According to reports, the terrorists attacked KDF officers along Alungu-Elwak Road in the morning using grenades and weapons. According to the sources, the Kenyan troops were on their way to a runway when the militants ambushed, leading to shootings.
Reports show that the KDF team has expanded crashes in the region as they pursue the attackers. The KDF has an army base in Mandera, but it has not yet established a barracks in the county, despite the fact that Al-Shabaab militants have often attacked security forces and civilians.
The incident happened five days after two traders on a motorcycle were attacked by suspected Al-Shabaab militants along the Fino-sheikh Barrow road, Lafey Sub County. The two survived the ambush, according to police reports sent to newsrooms after the raid.
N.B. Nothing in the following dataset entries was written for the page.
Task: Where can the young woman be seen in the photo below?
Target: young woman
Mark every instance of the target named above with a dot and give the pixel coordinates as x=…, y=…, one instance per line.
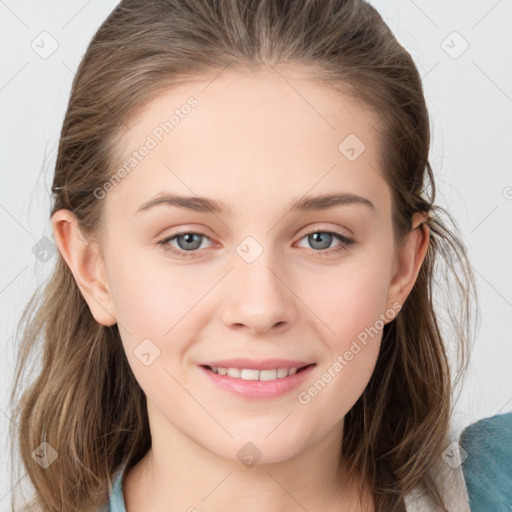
x=243, y=316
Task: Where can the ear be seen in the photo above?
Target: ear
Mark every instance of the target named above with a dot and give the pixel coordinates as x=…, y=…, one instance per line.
x=85, y=261
x=409, y=260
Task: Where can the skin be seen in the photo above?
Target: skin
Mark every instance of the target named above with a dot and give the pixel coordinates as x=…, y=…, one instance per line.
x=256, y=144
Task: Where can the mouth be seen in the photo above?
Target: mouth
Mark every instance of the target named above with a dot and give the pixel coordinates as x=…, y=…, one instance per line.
x=252, y=374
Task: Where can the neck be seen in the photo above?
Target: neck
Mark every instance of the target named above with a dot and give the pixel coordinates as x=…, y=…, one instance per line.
x=179, y=474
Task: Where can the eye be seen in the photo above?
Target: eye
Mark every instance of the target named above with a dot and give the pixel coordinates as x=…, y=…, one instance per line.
x=321, y=240
x=187, y=241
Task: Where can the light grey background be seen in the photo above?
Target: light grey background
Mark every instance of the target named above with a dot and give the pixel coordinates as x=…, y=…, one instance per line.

Last week, there were reports that the US African Command had asked the Ministry of Defense for permission for airstrikes in northeastern Kenya, which has struggled with security issues. Once approved, the U.S. military, which is actively involved in the fight against Al-Shabaab in Somalia, will launch airstrikes in Kenya for the first time, particularly against the NFD and Lamu.
Earlier in the year, militants sneaked out of Somalia, raiding a U.S. naval base in Lamu and killing three Americans. In addition to engaging militants deep into Somalia, the KDF team has increased surveillance along the border, with the recent launch of the Modika barracks in Garissa serving as an added benefit.
The KDF team is ready to formally withdraw from Somalia in 2021 after full implementation of the Somali transition plan. There are close to 3,500 KDF soldiers in Somalia who are mainly praying Sector II and VI in AMISOM jurisdictions in the state of Jubaland in Somalia.
Al-Shabaab militants have been raiding northeastern Kenya for several years now, but the KDF team and other security forces have managed to minimize the attacks. A report seen by the media showed that the team has managed to break down militants, especially along the porous border.
The group has been fighting to overthrow the fragile UN-backed Somalia government since 2006. In recent weeks, they have suffered huge losses in Somalia and Kenya after hundreds of them died of ground fighting and airstrikes coordinated by Allied forces in war-torn nation.